Lil B doesn’t need to be the best lyricist alive to succeed. He doesn’t even need to be above average to move units. At this point he’s the assembly line of Based God rap, churning out song after song with little thought put into it. The structure of a Based God song is this — throw on a beat, talk about bitches, talk about getting your dick sucked, talk about the Bay, talk about being a man, and talk about how great you are. You can hit random and on any one of these 100 songs I guarantee you that’s exactly what you’ll get. Look — I’ll prove it right now.

The difference between what Lil B labels a “Freestyle” and what he doesn’t is entirely in his own mind. The songs are the same and the topics are the same. Maybe it indicates he didn’t produce the beat, after all I hear “Drag Rap (Trigger Man)” in there, but it’s no different from the rest. Maybe just one random song isn’t enough to go by though out of 100 — let’s try again.

“Bitches suck my dick cause I’m Hannah Montana.” Now that’s interesting purely from a metaphorical standpoint, because it’s clearly biologically impossible without a strap on, but it’s the same topics and the same bored delivery.
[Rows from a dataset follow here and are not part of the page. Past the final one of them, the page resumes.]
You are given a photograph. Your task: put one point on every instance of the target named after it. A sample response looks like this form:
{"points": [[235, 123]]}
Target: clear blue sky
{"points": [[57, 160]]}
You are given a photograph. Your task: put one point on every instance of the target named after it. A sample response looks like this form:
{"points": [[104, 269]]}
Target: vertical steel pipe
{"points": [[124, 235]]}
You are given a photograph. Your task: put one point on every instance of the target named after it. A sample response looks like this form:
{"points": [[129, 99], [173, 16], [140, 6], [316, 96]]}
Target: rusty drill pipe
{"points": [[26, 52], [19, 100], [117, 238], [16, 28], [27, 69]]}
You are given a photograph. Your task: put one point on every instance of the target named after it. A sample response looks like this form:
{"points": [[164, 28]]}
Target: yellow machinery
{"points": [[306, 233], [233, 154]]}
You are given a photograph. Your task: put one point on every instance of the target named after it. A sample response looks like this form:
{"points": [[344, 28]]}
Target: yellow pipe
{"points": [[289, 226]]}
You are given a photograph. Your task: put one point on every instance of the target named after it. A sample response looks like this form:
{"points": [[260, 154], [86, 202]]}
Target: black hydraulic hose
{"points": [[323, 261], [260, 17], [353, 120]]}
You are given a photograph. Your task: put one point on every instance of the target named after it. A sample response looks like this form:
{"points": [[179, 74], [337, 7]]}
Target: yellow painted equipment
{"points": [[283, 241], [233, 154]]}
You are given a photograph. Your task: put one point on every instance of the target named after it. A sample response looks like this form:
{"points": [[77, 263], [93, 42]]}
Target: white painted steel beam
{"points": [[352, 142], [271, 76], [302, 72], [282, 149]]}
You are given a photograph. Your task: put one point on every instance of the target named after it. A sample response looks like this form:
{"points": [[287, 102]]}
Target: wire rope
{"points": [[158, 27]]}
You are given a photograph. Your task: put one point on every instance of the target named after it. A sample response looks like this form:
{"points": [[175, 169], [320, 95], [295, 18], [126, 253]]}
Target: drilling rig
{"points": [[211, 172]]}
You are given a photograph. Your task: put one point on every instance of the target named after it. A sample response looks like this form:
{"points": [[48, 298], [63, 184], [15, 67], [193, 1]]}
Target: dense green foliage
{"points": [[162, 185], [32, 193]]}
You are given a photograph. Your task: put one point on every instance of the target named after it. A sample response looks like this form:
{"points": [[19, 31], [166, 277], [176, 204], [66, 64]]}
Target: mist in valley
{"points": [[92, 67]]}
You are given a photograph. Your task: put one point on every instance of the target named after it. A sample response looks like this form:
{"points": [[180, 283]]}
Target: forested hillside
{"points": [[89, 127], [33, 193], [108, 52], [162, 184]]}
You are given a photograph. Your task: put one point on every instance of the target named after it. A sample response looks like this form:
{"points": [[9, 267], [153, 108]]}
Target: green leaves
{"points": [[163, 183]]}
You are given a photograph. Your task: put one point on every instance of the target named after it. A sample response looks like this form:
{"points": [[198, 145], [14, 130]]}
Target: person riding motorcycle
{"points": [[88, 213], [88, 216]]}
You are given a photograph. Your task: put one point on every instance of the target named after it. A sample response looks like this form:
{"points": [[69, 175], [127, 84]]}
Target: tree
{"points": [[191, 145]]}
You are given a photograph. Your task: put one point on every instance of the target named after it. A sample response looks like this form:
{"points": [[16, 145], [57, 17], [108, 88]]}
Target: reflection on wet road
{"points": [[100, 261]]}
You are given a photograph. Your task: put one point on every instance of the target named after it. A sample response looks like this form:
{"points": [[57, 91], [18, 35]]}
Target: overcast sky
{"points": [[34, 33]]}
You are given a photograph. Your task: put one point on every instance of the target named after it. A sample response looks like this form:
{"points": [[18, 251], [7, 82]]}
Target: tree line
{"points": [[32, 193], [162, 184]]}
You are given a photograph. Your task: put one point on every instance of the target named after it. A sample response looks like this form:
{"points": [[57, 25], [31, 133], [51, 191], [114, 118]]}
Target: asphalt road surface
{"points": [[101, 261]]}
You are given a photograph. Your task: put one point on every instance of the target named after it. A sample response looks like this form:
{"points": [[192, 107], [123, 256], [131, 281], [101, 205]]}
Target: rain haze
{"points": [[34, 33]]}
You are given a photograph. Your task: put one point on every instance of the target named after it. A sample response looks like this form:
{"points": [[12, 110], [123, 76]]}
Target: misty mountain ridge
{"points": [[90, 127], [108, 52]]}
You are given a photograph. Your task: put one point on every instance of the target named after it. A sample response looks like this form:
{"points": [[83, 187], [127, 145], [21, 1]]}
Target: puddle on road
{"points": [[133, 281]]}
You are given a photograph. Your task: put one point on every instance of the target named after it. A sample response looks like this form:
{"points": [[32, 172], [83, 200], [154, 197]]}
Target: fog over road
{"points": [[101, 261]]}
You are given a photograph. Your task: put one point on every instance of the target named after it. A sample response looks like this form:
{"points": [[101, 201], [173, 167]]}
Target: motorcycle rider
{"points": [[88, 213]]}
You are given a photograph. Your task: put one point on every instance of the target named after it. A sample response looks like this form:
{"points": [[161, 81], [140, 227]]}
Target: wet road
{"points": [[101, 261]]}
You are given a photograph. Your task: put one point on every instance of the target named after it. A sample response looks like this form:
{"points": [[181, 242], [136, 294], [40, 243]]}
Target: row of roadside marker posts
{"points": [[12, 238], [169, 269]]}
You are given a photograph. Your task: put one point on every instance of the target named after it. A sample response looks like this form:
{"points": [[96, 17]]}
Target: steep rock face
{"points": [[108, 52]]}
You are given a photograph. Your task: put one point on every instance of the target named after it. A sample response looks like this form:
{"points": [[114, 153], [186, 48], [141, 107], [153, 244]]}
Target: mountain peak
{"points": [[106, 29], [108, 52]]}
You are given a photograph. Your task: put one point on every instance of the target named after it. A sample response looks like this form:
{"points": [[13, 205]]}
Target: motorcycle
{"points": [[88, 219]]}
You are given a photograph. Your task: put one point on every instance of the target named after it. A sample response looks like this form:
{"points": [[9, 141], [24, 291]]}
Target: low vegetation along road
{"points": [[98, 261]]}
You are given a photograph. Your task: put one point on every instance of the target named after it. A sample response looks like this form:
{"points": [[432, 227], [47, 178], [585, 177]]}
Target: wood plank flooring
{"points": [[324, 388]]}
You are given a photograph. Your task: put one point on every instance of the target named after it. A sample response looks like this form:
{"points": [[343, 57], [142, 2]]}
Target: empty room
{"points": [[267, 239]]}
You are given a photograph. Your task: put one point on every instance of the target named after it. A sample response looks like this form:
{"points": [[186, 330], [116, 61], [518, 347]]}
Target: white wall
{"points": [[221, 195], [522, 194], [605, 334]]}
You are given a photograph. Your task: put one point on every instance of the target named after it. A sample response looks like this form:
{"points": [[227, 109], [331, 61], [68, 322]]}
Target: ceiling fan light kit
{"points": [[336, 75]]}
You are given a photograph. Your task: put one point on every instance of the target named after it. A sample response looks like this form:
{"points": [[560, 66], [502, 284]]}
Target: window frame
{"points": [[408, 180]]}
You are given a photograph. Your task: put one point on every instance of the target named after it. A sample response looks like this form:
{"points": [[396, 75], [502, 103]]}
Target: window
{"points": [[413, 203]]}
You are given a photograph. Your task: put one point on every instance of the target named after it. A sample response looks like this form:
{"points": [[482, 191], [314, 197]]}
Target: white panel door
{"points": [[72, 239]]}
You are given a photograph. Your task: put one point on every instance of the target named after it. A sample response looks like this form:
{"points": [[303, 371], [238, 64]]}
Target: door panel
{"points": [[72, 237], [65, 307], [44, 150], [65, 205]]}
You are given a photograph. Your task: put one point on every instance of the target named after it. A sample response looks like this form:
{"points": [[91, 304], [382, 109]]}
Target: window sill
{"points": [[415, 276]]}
You’ve probably seen one of those “AI finishes the song” YouTube videos where an algorithm samples 10-12 seconds of an artist like Queen and then attempts to imitate Freddie Mercury and crew. Sometimes it works and sometimes it doesn’t but it’s often hilarious and occasionally fascinating at how close it gets to being real. I suspect it would have a much easier time learning how to rap like Lil B. Pick the name of a celebrity, wrestler, actor or singer. Compare yourself to them. Make a confusing reference to how much money and sex you get because you are them. There you go. You have a machine that can generate a Lil B album.

Actually Brandon IS the Lil B machine. I have no doubt at all that Brandon is an incredibly clever, incredibly savvy man who realizes that with a minimum amount of effort he can achieve the maximum amount of return on the time he invested in his music. He greases up the wheels now and then with a prolific social media presence that keeps his name active, and then turns on the machine and cranks out song after song until the album rolls off the assembly line ready to ship. That DOES make sense. If you look at Lil B as the ultimate hustler then “Bruno Wit Da Pruno” is his greatest hustle to date. I’m talking about it, people are buying it, the mechanical royalties are pouring in and the Spotify checks keep coming. Good on you B. If it comes that easy, why even try? He’s the epitome of succeeding without trying.